Anatoly Fomenko and Garry Kasparov #conspiracy blackbag.gawker.com

Since 1980, Fomenko, mathematician at Moscow State University and full member of Russia's prestigious Academy of Sciences, has been the leading proponent of a radical revision of human history—"an improved version of the global chronology of the Ancient Time," as he and collaborator Gleb Nosovsky put it—based on statistical and astronomical analyses.

Fomenko believes there is no reliable written record of human events before the 11th century. Most of our knowledge of earlier cultures is based on texts or copies of texts that date from after that era. From that point on, chroniclers—primarily learned religious scholars—used supposition and arbitrary consensus to fix the dates of key events in history. In doing so, they grafted recent occurrences onto earlier dates—sometimes unwittingly, sometimes perniciously—thus creating numerous "historical duplicates." History appears to repeat itself, Fomenko suggests, because it is thoroughly plagiarized.

In his chronology, the events of the New Testament precede those of the Old Testament—and in any case, most of the stories are concocted to reflect later incidents. Joan of Arc was a model for the biblical character Deborah. Jesus Christ was crucified in Constantinople in 1086. Ancient Egypt, Rome, and Greece were fashioned by Renaissance writers and artists (the time of the Pharoahs, Fomenko suggests, may have lasted into the 1700s). Aristotle instructed Alexander the Great, who was a tsar, in Moscow in the 1400s. Early English history—from the accepted names and dates to the apocryphal legends of a post-Roman King Arthur—is actually a carbon copy of Fourth Century Byzantium, which is itself a fiction based on late Medieval events.

Speaking of carbon, don't bother relying on carbon dating or other "scientific" chronological methods, Fomenko says: They are premised on the "old" dating system, and hence thoroughly corrupted.

"Does this sound uncanny?" the author asks:

"This version of events is substantiated by hard facts and logic – validated by new astronomical research and statistical analysis of ancient sources – to a greater extent than everything you may have read and heard about history before."

Ironically, no one has done more to popularize Fomenko's work than a hardened opponent of Russian President Vladimir Putin: The famous world chess champion Garry Kasparov.

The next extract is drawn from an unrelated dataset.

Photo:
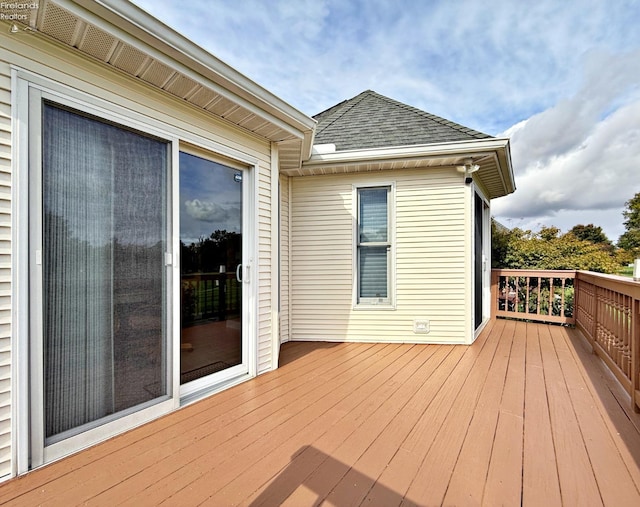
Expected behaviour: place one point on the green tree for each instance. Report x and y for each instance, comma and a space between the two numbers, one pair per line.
630, 240
590, 233
549, 249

In a 2003 online essay, Mathematics of the Past (available now only in archived form), Kasparov says that as far back as childhood—the fount of all great ideas, obviously!—he "began to feel that there was something wrong with the dates of antiquity." Kasparov proceeds to recount how, reading Gibbon's Decline and Fall of the Roman Empire, he found countless contradictions: How could ancient Romans accomplish so much without good maps? If humans were growing in stature over time, how were ancient soldiers so much stronger and larger than those of Gibbon's day? And how could they have achieved such advances in math and architecture using only Roman numerals?

Fortunately, Kasparov found an answer, like manna from heaven:

"About five years ago, I came across several books written by two mathematicians from Moscow State University: academician A.T. Fomenko and G.V. Nosovskij. The books described the work of a group of professional mathematicians, led by Fomenko, who had considered the issues of ancient and medieval chronology for more than 20 years with fascinating results. Using modern mathematical and statistical methods, as well as precise astronomical computations, they discovered that ancient history was artificially extended by more than 1,000 years. For reasons beyond my understanding, historians are still ignoring their work."